- Native to: Brazil
- Region: Tapajós river basin
- Ethnicity: 10,100 Munduruku (2002)
- Native speakers: 7,500 (2006)
- Language family: Tupian MundurukuMunduruku; ;

Language codes
- ISO 639-3: myu
- Glottolog: mund1330
- ELP: Mundurukú
- Linguasphere: 88-CAA-a

= Munduruku language =

Tupian language of north-central Brazil

Munduruku is a Tupi language spoken by 10,000 people in the Tapajós River basin in north central Brazil.

Gomes (2006) points out that Munduruku is one of the languages of the Tupian family and constitutes, together with Kuruaya, the Munduruku linguistic branch [...] The Portuguese language has made significant inroads among the Munduruku but most of the women and children are monolingual. Some loss of the Munduruku language is occurring among those who live in the area of the Madeira River and on the outskirts of the towns next to the Tapajós River; however the situation is not as bad as it seems, as even here the language of the majority is Munduruku and bilingualism arises only after Munduruku has already been acquired (around 10 years of age), usually as a result of learning Portuguese at school.
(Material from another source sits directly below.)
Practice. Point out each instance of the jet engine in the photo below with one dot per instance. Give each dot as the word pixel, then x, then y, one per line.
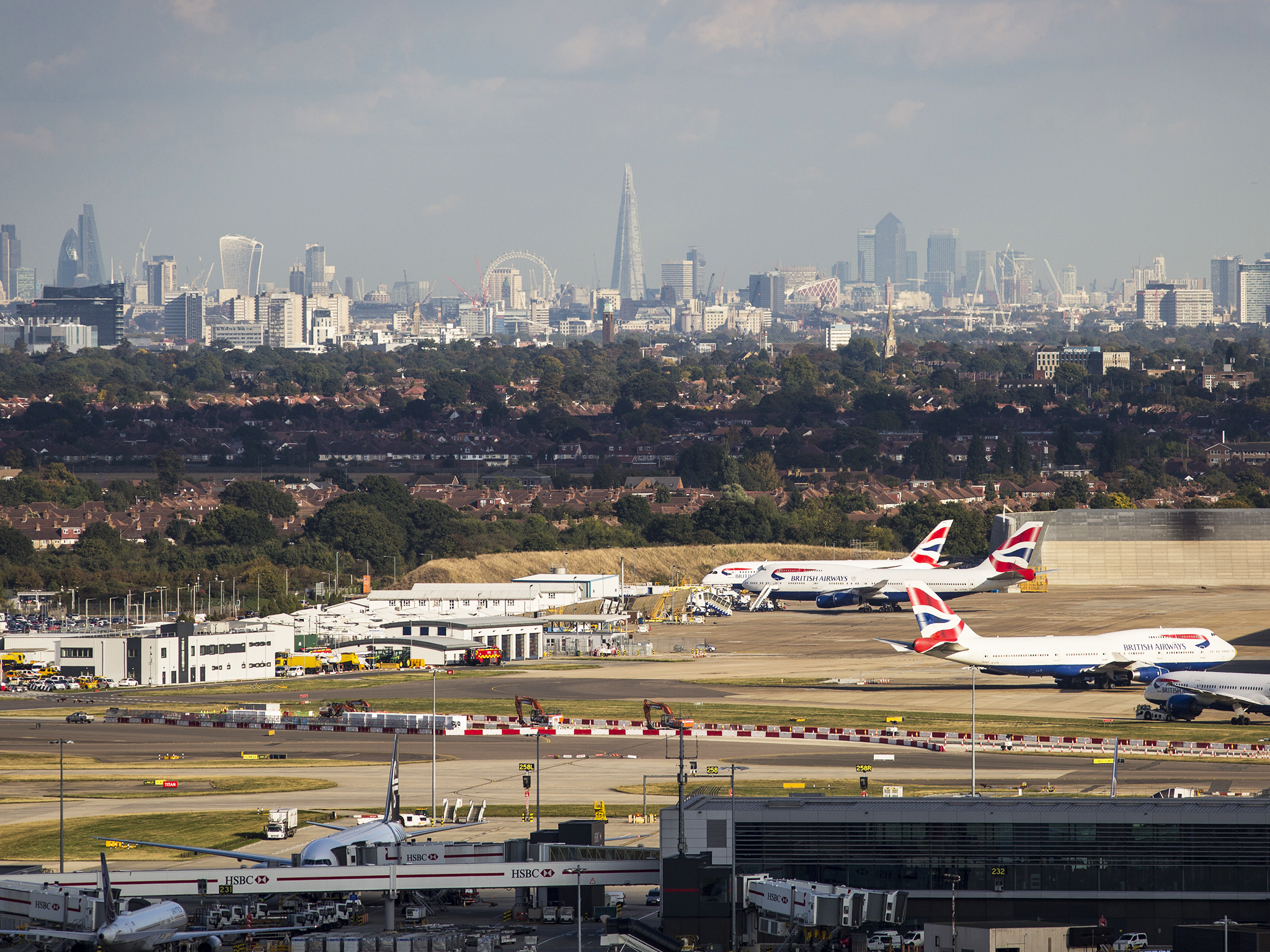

Those who live in the villages of the Tapajós River valley speak only Munduruku, even in the presence of non-indigenous people. There are elementary schools in almost all villages, and courses promoted by the Brazilian government have turned over education to the Mundurukú, who are starting to take control of their own formal education."

== Phonology ==

=== Phoneme inventory ===

Consonants
|  |  | Bilabial | Alveolar | Palatal | Velar | Glottal |
| Nasal |  | m | n |  | ŋ |  |
| Stop | voiceless | p | t | tʃ | k | ʔ |
| voiced | b | d | dʒ |  |  |
| Fricative |  |  | s | ʃ |  | h |
| Approximant |  | w |  | j |  |  |
| Flap |  |  | ɾ |  |  |  |

Vowels
|  | Front | Central | Back |
|---|---|---|---|
| Close | i ĩ | ɨ ɨ̃ | u ũ |
| Close-Mid | e ẽ |  |  |
| Mid |  | ə ə̃ |  |
| Open |  | a ã |  |

=== Syllable structure ===
The syllable in Munduruku is made up of an obligatory vocalic nucleus and one of four phonemic accents (three of pitch and one of laryngealization). It may also have an onset or coda. No consonant clusters are permitted. Thus, the permissible syllables are CV, CVC, V, and VC (with V being the most rare).

==== Onset ====
The onset in this language may be any one of the 16 consonant phonemes which contrast as to the manner and point of articulation: (1) voiceless stops //p, t, k, tʃ, k, ʔ//; (2) voiced stops //b, d dʒ//; (3) fricatives //s, ʃ, h//; (4) nasals //m, n, ŋ//; and (5) sonorants //w, j, r//.

==== Coda ====
The only segment not allowed in the coda is //tʃ//. CVj and CVw segments, and not CV.V ones, are considered CVC syllables for a variety of reasons; one is that it would require positing a new syllable pattern limited to CVu and CVi with no other vowels occurring in coda position. There is also a phonetic contrast between //i, u// as vowel nuclei and //j, w// as codas, the former being distinctly vocalic and the latter consonantal.

==== Nucleus ====
The syllabic nucleus is limited to only one vowel.

=== Accent ===
Accent is considered a feature of the entire syllable rather than of the nucleus only. One accent occurs with each syllable. Note that the functional load of accent is light—only some 40 lexical pairs with contrastive accents have been found, and few grammatical contrasts are marked by accent alone.

== Syntax ==
Munduruku is an OV language.

== Vocabulary ==

=== Numerals ===
Munduruku lacks words for numbers above 5.